Problematic Patterns

Certain styles tend to require far more context before making any change, raising the cognitive load for both humans and AI systems:

• Deep inheritance structures
• Classes with many responsibilities
• Behaviour scattered across many files
• Shared global state and heavy side effects

These patterns are not inherently wrong, but they make it harder for AI tools to operate efficiently.

Gradual Refactoring Approach

Adopting smaller units does not require a full rebuild; it can grow gradually:

1. Extract focused areas from large, complex sections.
2. Introduce clear boundaries where communication happens.
3. Reduce unnecessary shared state.
4. Use tests to express the intended behaviour.
5. Improve structure continuously rather than all at once.
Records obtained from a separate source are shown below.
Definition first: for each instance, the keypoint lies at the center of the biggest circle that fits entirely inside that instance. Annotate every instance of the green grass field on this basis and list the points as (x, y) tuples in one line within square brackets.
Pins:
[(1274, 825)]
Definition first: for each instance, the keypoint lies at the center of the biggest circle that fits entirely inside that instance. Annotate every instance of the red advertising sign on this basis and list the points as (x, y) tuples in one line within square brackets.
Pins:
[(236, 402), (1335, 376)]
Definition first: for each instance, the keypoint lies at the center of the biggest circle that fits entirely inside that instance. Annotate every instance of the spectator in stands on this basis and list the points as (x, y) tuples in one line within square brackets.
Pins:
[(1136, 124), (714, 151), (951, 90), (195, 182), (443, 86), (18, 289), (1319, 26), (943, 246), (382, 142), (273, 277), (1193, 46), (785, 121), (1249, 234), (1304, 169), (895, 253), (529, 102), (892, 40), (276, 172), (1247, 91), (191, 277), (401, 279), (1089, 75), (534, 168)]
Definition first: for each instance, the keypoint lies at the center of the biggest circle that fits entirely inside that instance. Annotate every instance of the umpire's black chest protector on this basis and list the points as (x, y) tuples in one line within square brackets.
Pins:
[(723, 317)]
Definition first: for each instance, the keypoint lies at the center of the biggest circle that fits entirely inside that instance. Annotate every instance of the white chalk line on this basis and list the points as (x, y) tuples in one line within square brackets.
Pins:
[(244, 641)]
Smaller units produce smaller prompts for AI tools, reduce cost, and improve reliability. The same structure also benefits long‑term maintenance and human understanding.

Conclusion

As AI becomes a more active part of software creation, our architectural choices may shift toward structures that support clearer interaction between humans and AI systems. Smaller self‑contained units offer a promising direction: they reduce cognitive effort, strengthen boundaries, and make behaviour easier to understand.